Purpose: This study assesses differences in relative tumour regression and internal acoustic reflectivity after 3 methods of radiotherapy for uveal melanoma: (1) brachytherapy with ruthenium-106 radioactive plaques (RU), (2) fractionated high-dose gamma knife stereotactic irradiation in 2-3 fractions (GK) or (3) fractionated linear-accelerator-based stereotactic teletherapy in 5 fractions (Linac).
Methods: Ultrasound measurements of tumour thickness and internal reflectivity were performed with standardised A scan pre-operatively and 3, 6, 9, 12, 18, 24 and 36 months postoperatively. Of 211 patients included in the study, 111 had a complete 3-year follow-up (RU: 41, GK: 37, Linac: 33). Differences in tumour thickness and internal reflectivity were assessed with analysis of variance, and post hoc multiple comparisons were calculated with Tukey's honestly significant difference test.
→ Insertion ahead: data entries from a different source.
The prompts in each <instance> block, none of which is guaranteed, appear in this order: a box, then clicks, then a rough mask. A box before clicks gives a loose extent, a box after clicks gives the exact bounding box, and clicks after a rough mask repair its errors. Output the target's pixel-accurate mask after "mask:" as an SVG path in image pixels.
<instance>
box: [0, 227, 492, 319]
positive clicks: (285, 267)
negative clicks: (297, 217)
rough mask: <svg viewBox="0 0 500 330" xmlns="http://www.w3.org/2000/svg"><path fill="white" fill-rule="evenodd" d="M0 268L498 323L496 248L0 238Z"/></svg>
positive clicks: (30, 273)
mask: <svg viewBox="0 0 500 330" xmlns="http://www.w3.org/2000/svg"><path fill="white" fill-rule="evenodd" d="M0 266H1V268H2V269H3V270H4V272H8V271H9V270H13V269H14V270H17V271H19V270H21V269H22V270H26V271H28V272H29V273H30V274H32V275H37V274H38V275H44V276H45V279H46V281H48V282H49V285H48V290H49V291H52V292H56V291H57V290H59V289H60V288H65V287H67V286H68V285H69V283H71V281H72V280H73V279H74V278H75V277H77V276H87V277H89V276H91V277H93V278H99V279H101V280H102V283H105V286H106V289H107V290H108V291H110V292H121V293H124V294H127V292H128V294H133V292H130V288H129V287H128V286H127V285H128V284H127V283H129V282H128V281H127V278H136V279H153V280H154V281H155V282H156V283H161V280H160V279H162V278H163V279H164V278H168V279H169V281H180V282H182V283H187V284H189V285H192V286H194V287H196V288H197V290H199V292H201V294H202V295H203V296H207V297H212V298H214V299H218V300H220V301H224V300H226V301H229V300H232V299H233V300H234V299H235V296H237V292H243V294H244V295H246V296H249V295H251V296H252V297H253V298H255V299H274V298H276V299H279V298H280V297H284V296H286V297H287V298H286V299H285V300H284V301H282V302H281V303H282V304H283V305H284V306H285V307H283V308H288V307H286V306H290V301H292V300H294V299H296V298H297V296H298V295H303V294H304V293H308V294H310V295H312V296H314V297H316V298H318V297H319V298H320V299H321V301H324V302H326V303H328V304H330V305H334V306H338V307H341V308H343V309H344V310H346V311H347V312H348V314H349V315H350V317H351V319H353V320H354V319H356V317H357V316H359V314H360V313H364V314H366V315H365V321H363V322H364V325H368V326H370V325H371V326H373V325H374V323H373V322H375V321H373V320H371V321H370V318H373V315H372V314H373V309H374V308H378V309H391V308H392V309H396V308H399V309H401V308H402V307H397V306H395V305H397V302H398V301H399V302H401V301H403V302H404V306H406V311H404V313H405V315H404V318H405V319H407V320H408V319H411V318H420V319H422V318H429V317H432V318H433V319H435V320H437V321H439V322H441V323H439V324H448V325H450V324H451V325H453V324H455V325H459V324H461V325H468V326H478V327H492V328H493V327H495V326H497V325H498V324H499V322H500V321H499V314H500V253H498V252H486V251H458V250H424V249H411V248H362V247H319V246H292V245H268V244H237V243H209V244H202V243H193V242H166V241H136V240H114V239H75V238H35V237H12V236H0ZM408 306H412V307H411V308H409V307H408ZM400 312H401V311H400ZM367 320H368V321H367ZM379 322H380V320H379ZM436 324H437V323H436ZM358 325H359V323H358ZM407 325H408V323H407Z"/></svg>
Results: Local tumour control was excellent with all 3 methods (>93%). At 36 months, relative tumour height reduction was 69, 50 and 30% after RU, GK and Linac, respectively. In all 3 treatment groups, internal reflectivity increased from about 30% initially to 60-70% 3 years after treatment.
Conclusion: Brachytherapy with ruthenium-106 plaques results in a faster tumour regression as compared to teletherapy with gamma knife or Linac. Internal reflectivity increases comparably in all 3 groups. Besides tumour growth arrest, increasing internal reflectivity is considered as an important factor indicating successful treatment.